Ma il momento più toccante della conferenza stampa di Donati dopo Sampdoria-Catanzaro è arrivato quando il tecnico ha commentato i fischi del pubblico di Marassi al termine della partita: “I fischi sono figli della classifica e figli del fatto che siamo alla Sampdoria e siamo in questa posizione di classifica. E quindi sono giusti”. Una presa di coscienza lucida e coraggiosa, che testimonia come Donati sia consapevole della gravità della situazione.
Ma il tecnico blucerchiato ha anche difeso l’impegno dei suoi ragazzi: “Credo però non siano giusti per una squadra che ha dato tutto. Il simbolo è Bellemo, ha messo il cuore in campo. Tornava titolare. Bellemo credo non meritasse i fischi. Ma neppure gli altri. Stiamo cercando di mettere in carreggiata tutta la situazione. Se la gente fischia lo faccia, ma non sia mai che i fischi arrivino perché non vedono l’impegno della squadra. Non è così”.
Parole che testimoniano come Donati stia cercando di proteggere un gruppo fragile, ultimo in classifica con soli 2 punti dopo sei giornate.

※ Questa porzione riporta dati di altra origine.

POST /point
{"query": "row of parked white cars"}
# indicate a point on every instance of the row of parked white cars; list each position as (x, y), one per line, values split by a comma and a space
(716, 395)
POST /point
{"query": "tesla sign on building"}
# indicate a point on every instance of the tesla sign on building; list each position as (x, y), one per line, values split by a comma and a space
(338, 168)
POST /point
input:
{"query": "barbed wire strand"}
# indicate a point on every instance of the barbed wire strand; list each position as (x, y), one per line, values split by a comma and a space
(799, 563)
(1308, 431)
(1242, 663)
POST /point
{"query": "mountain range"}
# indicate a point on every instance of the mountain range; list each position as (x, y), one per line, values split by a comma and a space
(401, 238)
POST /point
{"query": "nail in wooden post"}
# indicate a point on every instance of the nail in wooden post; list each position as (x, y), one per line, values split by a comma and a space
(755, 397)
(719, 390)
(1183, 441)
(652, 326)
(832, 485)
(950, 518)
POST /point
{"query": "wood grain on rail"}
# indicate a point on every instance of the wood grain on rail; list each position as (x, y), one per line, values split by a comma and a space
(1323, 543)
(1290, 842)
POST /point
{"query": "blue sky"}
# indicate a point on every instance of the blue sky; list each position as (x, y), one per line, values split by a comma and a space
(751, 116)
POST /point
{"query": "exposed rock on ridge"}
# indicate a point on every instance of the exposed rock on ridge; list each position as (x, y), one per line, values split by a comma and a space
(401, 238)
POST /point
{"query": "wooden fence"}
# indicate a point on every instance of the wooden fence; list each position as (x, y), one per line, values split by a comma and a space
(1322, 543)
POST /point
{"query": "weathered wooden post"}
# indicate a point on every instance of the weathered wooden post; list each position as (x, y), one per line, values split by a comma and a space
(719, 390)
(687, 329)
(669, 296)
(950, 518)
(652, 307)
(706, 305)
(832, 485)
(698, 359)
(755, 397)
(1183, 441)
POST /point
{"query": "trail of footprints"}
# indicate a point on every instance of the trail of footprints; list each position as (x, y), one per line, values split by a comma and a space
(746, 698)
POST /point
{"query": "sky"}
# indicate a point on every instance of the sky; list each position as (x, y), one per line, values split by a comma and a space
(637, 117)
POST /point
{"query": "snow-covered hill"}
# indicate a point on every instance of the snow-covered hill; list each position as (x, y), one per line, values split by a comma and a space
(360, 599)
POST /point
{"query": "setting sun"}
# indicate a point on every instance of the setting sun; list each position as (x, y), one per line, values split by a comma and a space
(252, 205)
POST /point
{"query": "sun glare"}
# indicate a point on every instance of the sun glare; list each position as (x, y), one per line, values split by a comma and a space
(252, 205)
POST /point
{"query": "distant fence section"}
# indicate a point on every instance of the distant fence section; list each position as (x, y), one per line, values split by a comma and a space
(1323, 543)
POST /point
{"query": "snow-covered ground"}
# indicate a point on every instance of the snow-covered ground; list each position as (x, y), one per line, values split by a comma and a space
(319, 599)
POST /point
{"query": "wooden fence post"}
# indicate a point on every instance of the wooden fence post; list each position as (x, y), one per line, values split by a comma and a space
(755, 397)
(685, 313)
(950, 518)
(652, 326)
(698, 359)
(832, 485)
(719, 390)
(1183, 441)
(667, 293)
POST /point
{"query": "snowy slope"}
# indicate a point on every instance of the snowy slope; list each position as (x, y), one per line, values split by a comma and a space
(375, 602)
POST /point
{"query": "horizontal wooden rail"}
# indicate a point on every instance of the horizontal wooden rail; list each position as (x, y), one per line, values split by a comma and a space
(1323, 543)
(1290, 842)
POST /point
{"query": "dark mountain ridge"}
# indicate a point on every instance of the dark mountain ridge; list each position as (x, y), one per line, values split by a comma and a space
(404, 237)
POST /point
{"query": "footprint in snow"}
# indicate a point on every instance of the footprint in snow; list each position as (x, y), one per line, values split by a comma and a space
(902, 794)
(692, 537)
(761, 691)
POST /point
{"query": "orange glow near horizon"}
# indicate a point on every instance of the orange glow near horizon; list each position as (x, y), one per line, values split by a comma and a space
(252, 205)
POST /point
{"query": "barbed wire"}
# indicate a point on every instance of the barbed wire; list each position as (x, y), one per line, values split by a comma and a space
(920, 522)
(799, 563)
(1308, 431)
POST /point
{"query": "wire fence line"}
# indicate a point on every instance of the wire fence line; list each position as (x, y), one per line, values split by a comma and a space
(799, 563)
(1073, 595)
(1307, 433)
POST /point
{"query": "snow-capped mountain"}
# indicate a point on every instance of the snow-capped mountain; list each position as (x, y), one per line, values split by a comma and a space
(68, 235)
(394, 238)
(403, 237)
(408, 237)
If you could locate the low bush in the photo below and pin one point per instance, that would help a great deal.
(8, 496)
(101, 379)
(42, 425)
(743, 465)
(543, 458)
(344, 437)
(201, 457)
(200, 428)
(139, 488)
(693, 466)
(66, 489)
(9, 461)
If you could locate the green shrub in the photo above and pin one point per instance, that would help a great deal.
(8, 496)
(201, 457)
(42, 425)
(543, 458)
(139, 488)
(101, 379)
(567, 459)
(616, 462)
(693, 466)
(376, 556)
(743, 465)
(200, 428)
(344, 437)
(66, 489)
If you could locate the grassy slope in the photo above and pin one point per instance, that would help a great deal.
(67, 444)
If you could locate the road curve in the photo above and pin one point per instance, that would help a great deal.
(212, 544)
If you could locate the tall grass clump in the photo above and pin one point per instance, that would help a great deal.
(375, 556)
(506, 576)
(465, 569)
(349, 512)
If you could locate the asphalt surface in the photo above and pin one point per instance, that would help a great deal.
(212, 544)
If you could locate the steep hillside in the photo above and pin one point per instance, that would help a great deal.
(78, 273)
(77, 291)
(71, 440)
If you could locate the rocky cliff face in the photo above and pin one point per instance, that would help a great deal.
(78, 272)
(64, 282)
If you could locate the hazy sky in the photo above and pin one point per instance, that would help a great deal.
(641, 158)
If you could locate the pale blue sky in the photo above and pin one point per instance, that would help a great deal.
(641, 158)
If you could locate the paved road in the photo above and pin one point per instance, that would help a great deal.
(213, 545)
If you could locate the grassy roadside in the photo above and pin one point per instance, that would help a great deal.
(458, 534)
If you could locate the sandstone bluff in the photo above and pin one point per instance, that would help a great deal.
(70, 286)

La Sampdoria è in piena crisi, e il pareggio contro il Catanzaro non cambia la sostanza: i blucerchiati devono iniziare a vincere, e in fretta. Domenica prossima ci sarà un’altra occasione, con il rientro di Cherubini che darà un’opzione in più a un attacco che fatica a trovare la via del gol.
Donati dopo Sampdoria-Catanzaro ha lanciato un messaggio chiaro: “Non ci adagiamo da nessuna parte. Sappiamo che siamo la Sampdoria, che c’è un popolo dietro di noi, che abbiamo una maglia importante. Dobbiamo fare meglio già domenica”. Parole che suonano come un ultimatum, per sé stesso e per i suoi giocatori. La Sampdoria non può permettersi altri passi falsi, e il tempo per risalire la classifica sta per scadere.